I bought Lincoln's Generals' Wives by Candice S. Hooper to read more about Mary Ellen McClellan. Something on the Internet led me to believe that here were letters and diaries from the Library of Congress used to compile the Nelly chapters. Indeed there were: five letters and a few short, tiny diaries; I did not find these referenced in the notes. It seems likely that Sears used them and Ms. Hooper cited the relevant Sears material.
For indeed Sears is all over this Mary Ellen McClellan account and the recapitulation of Centennial military history makes up the bulk of Nelly's chapters, perhaps 75% or more (citations too to Catton, Williams, even the plagiarist Nevins). Think of this as a meditation on how a very bad man can feed the worst instincts in his wife and you get the sense of it -- except for a plot twist in Nelly's alleged bad attributes also feeding George's.

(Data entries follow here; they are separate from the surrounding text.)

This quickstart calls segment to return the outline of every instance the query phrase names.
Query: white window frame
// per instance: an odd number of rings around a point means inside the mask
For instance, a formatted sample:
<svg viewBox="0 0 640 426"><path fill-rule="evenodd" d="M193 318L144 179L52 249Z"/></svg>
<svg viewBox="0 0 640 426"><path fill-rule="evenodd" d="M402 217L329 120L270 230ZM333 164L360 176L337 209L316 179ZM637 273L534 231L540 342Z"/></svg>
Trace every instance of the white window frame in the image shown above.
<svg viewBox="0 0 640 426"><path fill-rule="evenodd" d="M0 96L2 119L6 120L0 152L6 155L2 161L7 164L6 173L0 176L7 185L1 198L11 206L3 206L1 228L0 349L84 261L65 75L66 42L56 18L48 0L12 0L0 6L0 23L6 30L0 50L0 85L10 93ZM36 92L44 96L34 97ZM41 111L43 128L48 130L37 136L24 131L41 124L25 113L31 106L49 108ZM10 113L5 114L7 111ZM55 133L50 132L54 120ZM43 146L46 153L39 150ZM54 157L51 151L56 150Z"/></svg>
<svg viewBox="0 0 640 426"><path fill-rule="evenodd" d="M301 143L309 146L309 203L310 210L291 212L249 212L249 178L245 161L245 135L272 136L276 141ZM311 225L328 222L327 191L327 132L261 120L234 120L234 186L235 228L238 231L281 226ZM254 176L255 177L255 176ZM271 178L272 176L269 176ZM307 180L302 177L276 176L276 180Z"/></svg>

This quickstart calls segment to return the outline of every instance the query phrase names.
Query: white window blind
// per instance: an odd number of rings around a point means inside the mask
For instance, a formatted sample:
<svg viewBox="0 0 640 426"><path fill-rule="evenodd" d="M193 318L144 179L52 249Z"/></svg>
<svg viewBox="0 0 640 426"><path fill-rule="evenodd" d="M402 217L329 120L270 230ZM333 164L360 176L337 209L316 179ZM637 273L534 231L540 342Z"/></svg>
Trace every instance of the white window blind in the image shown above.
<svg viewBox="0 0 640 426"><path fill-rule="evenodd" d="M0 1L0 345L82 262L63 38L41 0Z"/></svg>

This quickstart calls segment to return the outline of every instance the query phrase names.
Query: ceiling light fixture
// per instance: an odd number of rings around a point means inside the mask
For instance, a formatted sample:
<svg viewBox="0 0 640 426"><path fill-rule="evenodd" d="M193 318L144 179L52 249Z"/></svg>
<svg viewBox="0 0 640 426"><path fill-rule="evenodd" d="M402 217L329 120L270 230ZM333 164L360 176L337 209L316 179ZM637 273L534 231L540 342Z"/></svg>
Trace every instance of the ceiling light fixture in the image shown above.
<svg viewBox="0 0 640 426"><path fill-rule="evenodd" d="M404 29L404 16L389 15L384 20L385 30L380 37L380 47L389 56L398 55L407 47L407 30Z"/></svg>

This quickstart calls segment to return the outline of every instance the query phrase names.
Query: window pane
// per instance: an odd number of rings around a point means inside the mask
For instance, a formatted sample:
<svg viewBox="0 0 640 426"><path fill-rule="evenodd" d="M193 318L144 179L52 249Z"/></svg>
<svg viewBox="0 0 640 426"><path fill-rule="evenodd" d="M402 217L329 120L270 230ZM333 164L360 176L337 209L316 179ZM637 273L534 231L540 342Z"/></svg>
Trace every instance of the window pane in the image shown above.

Like many innocent readers, Ms. Hooper is shocked by McClellan's view of Lincoln and his cabinet, thinking it singular. This is because she has not digested the diaries of Navy Secretary Gideon Welles, Attorney General Edward Bates, the correspondence of Postmaster Montgomery Blair or many of the politicians and generals dealing with the Lincoln Administration. Of course a sensible writer has to explain to readers how anyone and his wife could hold such views.
You know the usual answers: psychological pathologies and character failings.
Depending on secondary sources and pre-packaged primary sources, Hooper misses the fine print in her derivative readings; she does not know that these are the Marcys of the Albany Regency; she has no idea that Lincoln worked for McClellan at the Illinois Central, referring to Civil War "first impressions" that never were. There are no descriptions of McClellan family life here, for she has not touched Max McClellan's papers at Princeton. In her 1864 survey she is oblivious to the project of the McClellan-Fremont fusion ticket and Jesse Fremont's possible role in that.
We don't know what music Mary Ellen liked, what instruments she played, what things she read, what plays she favored, what child rearing she did or even what she thought of McClellan's friends. If she had a social circle, it is not found here.
Child rearing, no; battlefield narrative, yes. Establishing households in Trenton, New York, Orange, no. Psychological speculations, yes. Empathy and interest, no. Elaborations on culpability, very much.
The deficiencies stack higher than at a CCW hearing.
When the Centennialists have so worn down their readers that the fresh material nowadays consists of attacks on the wives of men on the wrong side of Lincoln, we can say a publishing trend has run its course.
For a good summary of Nevins' crime, see here and scroll down in this link. Such are the critics of Civil War generals. Hooper quotes Nevins' Pathmaker in her Fremont chapters without commenting on its poisoned content.